If chunks are too large, the chunk may contain multiple topics and the model receives noise.
If chunks overlap too much, results become redundant.
If chunks ignore structure, citations become weak.
My project currently uses sentence-aware chunking. It splits text on sentence boundaries, packs sentences greedily up to retrieval.chunk_size, and adds word overlap using retrieval.chunk_overlap. This is much better than blindly slicing text every N characters.

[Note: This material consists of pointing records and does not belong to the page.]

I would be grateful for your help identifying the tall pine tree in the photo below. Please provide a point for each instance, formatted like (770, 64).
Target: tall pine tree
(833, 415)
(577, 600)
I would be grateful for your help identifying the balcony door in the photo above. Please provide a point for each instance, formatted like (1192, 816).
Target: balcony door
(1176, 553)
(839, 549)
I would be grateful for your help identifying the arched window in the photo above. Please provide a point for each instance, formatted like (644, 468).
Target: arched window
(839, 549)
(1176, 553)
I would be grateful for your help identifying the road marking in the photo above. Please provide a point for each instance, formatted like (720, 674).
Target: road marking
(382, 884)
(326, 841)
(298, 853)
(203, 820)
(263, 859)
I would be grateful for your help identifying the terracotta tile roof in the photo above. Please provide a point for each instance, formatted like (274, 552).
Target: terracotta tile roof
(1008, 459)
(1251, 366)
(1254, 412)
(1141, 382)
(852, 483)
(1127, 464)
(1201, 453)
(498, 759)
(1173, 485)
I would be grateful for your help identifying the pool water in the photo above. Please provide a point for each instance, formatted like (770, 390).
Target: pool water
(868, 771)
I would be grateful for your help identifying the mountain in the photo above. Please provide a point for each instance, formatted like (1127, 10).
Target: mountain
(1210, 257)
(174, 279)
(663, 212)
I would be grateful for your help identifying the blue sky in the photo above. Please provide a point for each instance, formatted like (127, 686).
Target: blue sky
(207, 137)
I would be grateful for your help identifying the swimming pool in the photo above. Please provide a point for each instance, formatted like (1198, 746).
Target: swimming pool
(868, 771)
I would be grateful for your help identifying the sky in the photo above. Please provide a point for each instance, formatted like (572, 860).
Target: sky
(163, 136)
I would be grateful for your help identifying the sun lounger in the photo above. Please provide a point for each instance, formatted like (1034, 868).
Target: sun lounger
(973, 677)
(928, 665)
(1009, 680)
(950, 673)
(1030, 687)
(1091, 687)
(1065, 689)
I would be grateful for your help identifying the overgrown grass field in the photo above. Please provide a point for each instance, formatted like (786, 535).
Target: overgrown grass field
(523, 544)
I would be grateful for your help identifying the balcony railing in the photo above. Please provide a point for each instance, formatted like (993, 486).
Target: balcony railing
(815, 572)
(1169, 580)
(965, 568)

But it is still not structure-aware.
A Markdown heading is meaningful. A code block should not be split in half. A table should stay together. A PDF page number matters. A section path like Architecture -> MCP Server -> Tools matters.
Hierarchical embedding, a potential fix
Instead of assuming all chunks to be equal, we could do it in a hierarchy.
Start off with small blocks, merge several of those together into a chunk one step above it, and so on until the highest possible chunk is the whole document itself.
Then it can go top-down through that hierarchy, so chunks from irrelevant documents are not even considered:
find relevant documents,
search inside those documents,
find relevant sections,
search inside those sections,
return exact paragraphs or spans.
For my chatbot, I would not start with full hierarchical clustering immediately. I would first add structure-aware chunking.
Practical version:
Markdown: split by headings, preserve code blocks, lists, and tables.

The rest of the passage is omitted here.